Immuta experienced a major incident on June 13, 2023, lasting 3h 22m. The incident has been resolved; the full update timeline is below.
Update timeline
- investigating Jun 13, 2023, 07:57 PM UTC
We want to inform you that the Immuta SaaS platform is currently experiencing a partial outage due to a performance-impacting event in the AWS IAM service. While some users may not be impacted, others may experience degraded performance or intermittent connectivity issues. Our team is actively working to resolve the issue and restore service to a fully operational state. We apologize for any inconvenience this may cause and appreciate your patience during this time. If you have any questions regarding this issue, please contact our Immuta Customer Support team by opening a ticket at https://support.immuta.com or in the event of an emergency, sending an email to [email protected].
- investigating Jun 13, 2023, 08:53 PM UTC
We are continuing to monitor this situation. Amazon has reported back that services are being restored and should be fully operational soon.
- monitoring Jun 13, 2023, 09:08 PM UTC
Amazon has indicated that services have been restored and we are no longer seeing errors in our logging. We will continue to monitor this situation to ensure all services are working as expected.
- monitoring Jun 13, 2023, 09:08 PM UTC
We are continuing to monitor for any further issues.

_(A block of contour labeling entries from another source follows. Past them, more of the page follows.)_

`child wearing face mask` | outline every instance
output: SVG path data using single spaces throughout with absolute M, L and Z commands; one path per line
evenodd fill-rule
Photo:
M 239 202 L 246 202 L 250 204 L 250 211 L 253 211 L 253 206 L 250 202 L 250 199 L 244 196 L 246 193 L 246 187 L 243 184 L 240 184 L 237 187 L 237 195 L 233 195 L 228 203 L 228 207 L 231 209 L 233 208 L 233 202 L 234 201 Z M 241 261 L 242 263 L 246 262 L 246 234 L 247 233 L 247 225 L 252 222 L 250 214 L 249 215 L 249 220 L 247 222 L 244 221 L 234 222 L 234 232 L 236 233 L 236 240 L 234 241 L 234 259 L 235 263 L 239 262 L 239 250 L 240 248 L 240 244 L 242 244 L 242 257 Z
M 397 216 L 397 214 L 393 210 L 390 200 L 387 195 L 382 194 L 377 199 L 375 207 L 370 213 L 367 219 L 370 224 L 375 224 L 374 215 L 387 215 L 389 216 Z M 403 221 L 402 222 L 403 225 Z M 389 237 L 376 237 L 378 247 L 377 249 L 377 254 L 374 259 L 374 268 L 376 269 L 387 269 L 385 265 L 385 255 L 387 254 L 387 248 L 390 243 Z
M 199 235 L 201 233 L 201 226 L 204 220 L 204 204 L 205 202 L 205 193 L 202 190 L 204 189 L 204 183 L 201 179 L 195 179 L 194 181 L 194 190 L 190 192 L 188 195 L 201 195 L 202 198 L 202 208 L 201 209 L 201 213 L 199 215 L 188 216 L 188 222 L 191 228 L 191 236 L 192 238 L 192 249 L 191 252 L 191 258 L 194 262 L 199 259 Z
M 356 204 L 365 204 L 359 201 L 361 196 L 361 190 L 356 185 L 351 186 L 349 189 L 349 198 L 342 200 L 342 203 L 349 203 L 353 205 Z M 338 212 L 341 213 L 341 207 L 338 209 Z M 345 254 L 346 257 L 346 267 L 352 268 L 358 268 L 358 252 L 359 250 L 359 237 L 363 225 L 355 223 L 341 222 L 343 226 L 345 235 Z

- resolved Jun 13, 2023, 11:19 PM UTC
This incident has been resolved.
- postmortem Jun 14, 2023, 11:21 AM UTC
Beginning at 18:49 UTC on June 13, 2023 we started receiving sporadic error messages from the AWS \(Amazon Web Services\) platform - many which would not effect the Immuta platform. As time progressed, more AWS systems failed - causing the potential for errors to propagate into the Immuta solution - several customers in the North America region were impacted. Amazon released an RCA for the situation: > _We quickly narrowed down the **root cause to be an issue with a subsystem responsible for capacity management for AWS Lambda,** which caused errors directly for customers \(including through API Gateway\) and indirectly through the use by other AWS services._ As AWS was able to restore service, we monitored the systems to ensure service was restored.